Let $X$ be a locally compact Hausdorff space and suppose that $C_0(X)$ is separable w.r.t the uniform metric. Then $X$ is metrizable and separable.
I'm reading a proof of this statement that goes like this: let $X^*$ denote the one-point compactification of $X$ and note that $C(X^*)$ is separable w.r.t the uniform metric. By some standard results, $X^*$ is thus metrizable, hence $X$ is metrizable and separable.
I don't get why "$C_0(X)$ is separable" implies "$C(X^*)$ is separable". Letting $(f_n)$ be a dense sequence in $C_0(X)$, each $f_n$ can be continuously extended to a function $f_n^*\in C(X^*)$ with $f_n^*(\infty)=0$. Given $g\in C(X^*)$ and $\epsilon>0$, if $g(\infty)=0$ then $g$ is clearly approximated by some $f_n^*$. However, if $g(\infty)\neq 0$, I'm stuck.

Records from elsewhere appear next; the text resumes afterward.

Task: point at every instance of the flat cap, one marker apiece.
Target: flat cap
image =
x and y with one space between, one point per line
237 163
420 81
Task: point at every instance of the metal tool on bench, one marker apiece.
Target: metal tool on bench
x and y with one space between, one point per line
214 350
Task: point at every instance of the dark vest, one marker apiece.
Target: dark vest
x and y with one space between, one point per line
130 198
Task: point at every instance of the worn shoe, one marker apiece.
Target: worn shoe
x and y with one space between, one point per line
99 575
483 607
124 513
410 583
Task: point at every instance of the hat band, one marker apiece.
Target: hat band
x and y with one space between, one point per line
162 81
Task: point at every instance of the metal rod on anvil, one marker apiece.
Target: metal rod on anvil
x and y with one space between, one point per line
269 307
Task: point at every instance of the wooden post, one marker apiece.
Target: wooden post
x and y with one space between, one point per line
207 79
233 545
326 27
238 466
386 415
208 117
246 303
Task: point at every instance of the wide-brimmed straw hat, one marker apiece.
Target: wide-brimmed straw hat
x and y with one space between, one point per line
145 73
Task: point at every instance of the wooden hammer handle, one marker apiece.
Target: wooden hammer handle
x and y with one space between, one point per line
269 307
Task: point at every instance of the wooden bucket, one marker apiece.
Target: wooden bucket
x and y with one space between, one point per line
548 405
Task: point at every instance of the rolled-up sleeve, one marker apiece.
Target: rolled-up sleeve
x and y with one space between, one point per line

Note that $C(X^*)=C_0(X)\oplus\Bbb R$ and the product of separable spaces is separable. More concrete: let $g\in C(X^*)$. Let $\alpha\in\Bbb Q$ such that $|g(\infty)-\alpha|<\frac{\varepsilon}{2}$ and $n$ such that $\|(g-g(\infty))-f_n\|<\frac{\varepsilon}{2}$ (note that $g-g(\infty)\in C_0(X)$). Then $$\|g-(f_n+\alpha)\|\leq\|(g-g(\infty))-f_n\|+|g(\infty)-\alpha|<2\frac{\varepsilon}{2}=\varepsilon$$ Thus the countable set $(f_n+\alpha)_{n\in\Bbb N,\alpha\in\Bbb Q}$ is dense in $C(X^*)$.